Certains paysans suisses souffrent des accords de libre-échange avec l’Union européenne. « Les standards suisses sont en général plus élevés que les exigences européennes, ce qui fait augmenter les prix des productions helvétiques », nous explique un agriculteur de l’est du district. En résumé, lorsque l’on exporte des denrées alimentaires, il est nécessaire d’adapter la marchandise au prix de nos voisins afin d’être concurrentiel. Cependant, les coûts et les exigences de production sont plus élevés en Suisse. On observe alors un manque à gagner considérable chez les agriculteurs. Hormis ces accords de libre-échange avec l’UE, les exploitations agricoles rencontrent également une perte à l’intérieur de nos frontières. Prenons un exemple bien parlant, le prix du lait: si, par exemple, un litre de lait bio est payé un franc au producteur, les coûts de production s’élèveront entre 80 cts et un franc. « Un manque à gagner se fait ressentir dans les exploitations laitières, mais les accords de libre-échange sont un mal nécessaire »,commente un agriculteur du centre du district. « Car si la Suisse n’exportait pas certaines marchandises, nous souffririons alors d’un surplus de denrées alimentaires ». Pour combler ce manque à gagner au sein des exploitations agricoles, la Confédération a mis sur pied un système de subventions leur venant en aide. Appelés paiement-direct, ces subsides sont distribués en faveur des paysans (selon un cahier des charges bien précis) lors de chaque transaction afin de combler les frais de production.

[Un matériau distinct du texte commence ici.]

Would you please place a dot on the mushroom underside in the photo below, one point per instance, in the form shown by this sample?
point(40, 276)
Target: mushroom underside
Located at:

Le consommateur profite également de ces subventions

La dépendance à un système est souvent perçue comme une infériorité, mais nous profitons tous de ce système. « La Confédération injecte chaque année environ trois milliards dans les paiements-directs, le prix du caddy dans les supermarchés serait doublé si ce système n’existait pas », précise Frédéric Brand, directeur général de l’agriculture, de la viticulture et des affaires vétérinaires.

Prise de conscience

A partir de 1990, les cultures bio ont été répertoriées. Depuis, le nombre d’exploitations renonçant aux produits chimiques est en constante augmentation. Nombreuses sont les fermes proposant un système de vente-directe, du producteur au consommateur. L’avantage pour le producteur est de maîtriser toute la filière de ses produits. De la production à la vente, en passant bien sûr par la transformation, celui-ci garantit un suivi de qualité tout en dictant des prix décents lui permettant de vivre. On observe une prise de conscience chez le consommateur, de plus en plus soucieux d’une traçabilité exemplaire ainsi que du respect des diverses lois sur le bien-être animal ou des cultures. De nos jours, on constate au sein du district que de nombreux paysans pratiquent une agriculture raisonnée. Sensibles à l’état des sols, ils ont su s’adapter pour préserver le patrimoine. 

Futur

La plupart des agriculteurs rencontrés lors de cette enquête sont optimistes pour l’avenir. Pour eux, il ne fait aucun doute que les paysans ont de plus en plus de cartes à jouer. D’une part au sein du circuit agroalimentaire, et d’autre part dans l’écologie et la durabilité. « Lors de ma maîtrise fédérale, j’ai beaucoup été sensibilité à la durabilité écologique, sociale et économique », relate un agriculteur du Jorat. Le métier d’agriculteur se voit toujours plus facilité grâce aux technologies modernes. La digitalisation a déjà gagné nos contrées et beaucoup de paysans font appel à l’automatisation. Les tracteurs autonomes deviennent de plus en plus abordables et devraient bientôt faire leurs premières apparitions dans le paysage du district. Les sols de la région se retrouvent également plus fertiles grâce aux initiatives écologiques. On observe également un accroissement des microstructures agricoles. Les microfermes offrent à tout un chacun la possibilité de devenir son propre agriculteur, à l’heure où le retour à la terre se fait sentir.

Année décisive

L’année 2020 sera décisive pour les paysans suisses. Entre initiative pour la protection des eaux, nouvelle politique agricole et accord avec les pays d’Amérique du Sud, les défis sont nombreux pour les paysans helvétiques. La dizaine d’agriculteurs rencontrés lors de cette enquête sont tous unanimes: l’agriculture suisse et celle du district sont vraisemblablement prêtes à se tourner vers le futur.